High Epsilon Synthetic Data Vulnerabilities in MST and PrivBayes
Steven Golob, Sikha Pentyala, Anuar Maratkhan, Martine De Cock
TL;DR
The paper demonstrates that high differential privacy budgets ($\varepsilon$) can enable unambiguous membership inference attacks on state-of-the-art DP-SDGs MST and PrivBayes. It extends the DOMIAS framework with a black-box attack and auxiliary-data assumptions, leveraging shadow modelling to identify focal-points and construct a problem-specific density estimator $S$, enabling accurate inference on synthetic data membership.

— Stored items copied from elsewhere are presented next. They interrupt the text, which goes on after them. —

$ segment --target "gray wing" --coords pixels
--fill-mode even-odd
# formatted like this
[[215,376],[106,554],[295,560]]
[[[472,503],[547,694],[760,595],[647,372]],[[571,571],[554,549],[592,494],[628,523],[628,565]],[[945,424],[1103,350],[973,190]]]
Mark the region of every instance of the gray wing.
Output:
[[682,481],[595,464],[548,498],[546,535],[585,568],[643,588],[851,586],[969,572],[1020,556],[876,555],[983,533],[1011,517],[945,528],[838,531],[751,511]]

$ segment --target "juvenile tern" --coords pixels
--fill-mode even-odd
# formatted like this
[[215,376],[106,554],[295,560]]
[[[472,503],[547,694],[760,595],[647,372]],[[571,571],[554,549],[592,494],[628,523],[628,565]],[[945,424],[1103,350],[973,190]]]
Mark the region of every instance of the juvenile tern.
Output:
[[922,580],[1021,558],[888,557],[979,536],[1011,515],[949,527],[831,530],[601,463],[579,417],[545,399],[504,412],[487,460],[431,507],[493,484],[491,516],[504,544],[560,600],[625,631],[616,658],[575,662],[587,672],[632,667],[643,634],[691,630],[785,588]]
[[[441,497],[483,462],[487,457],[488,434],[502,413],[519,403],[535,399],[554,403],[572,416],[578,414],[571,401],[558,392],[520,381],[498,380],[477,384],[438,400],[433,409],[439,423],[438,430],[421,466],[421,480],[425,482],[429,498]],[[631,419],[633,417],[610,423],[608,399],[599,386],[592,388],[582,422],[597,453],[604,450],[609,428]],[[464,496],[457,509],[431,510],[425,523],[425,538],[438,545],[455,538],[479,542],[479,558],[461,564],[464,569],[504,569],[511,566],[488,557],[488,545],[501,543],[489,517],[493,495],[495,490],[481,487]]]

Experimental results show increasing attack efficacy with $\varepsilon$, achieving high membership-advantage scores especially for PrivBayes at $\varepsilon=1000$, highlighting practical privacy risks. The findings motivate stronger defenses for DP-SDGs and call for careful consideration of privacy-utility trade-offs in real-world deployments.
Abstract
Synthetic data generation (SDG) has become increasingly popular as a privacy-enhancing technology. It aims to maintain important statistical properties of its underlying training data, while excluding any personally identifiable information. There have been a whole host of SDG algorithms developed in recent years to improve and balance both of these aims. Many of these algorithms provide robust differential privacy guarantees. However, we show here that if the differential privacy parameter $\varepsilon$ is set too high, then unambiguous privacy leakage can result. We show this by conducting a novel membership inference attack (MIA) on two state-of-the-art differentially private SDG algorithms: MST and PrivBayes. Our work suggests that there are vulnerabilities in these generators not previously seen, and that future work to strengthen their privacy is advisable. We present the heuristic for our MIA here. It assumes knowledge of auxiliary "population" data, and also assumes knowledge of which SDG algorithm was used. We use this information to adapt the recent DOMIAS MIA uniquely to MST and PrivBayes. Our approach went on to win the SNAKE challenge in November 2023.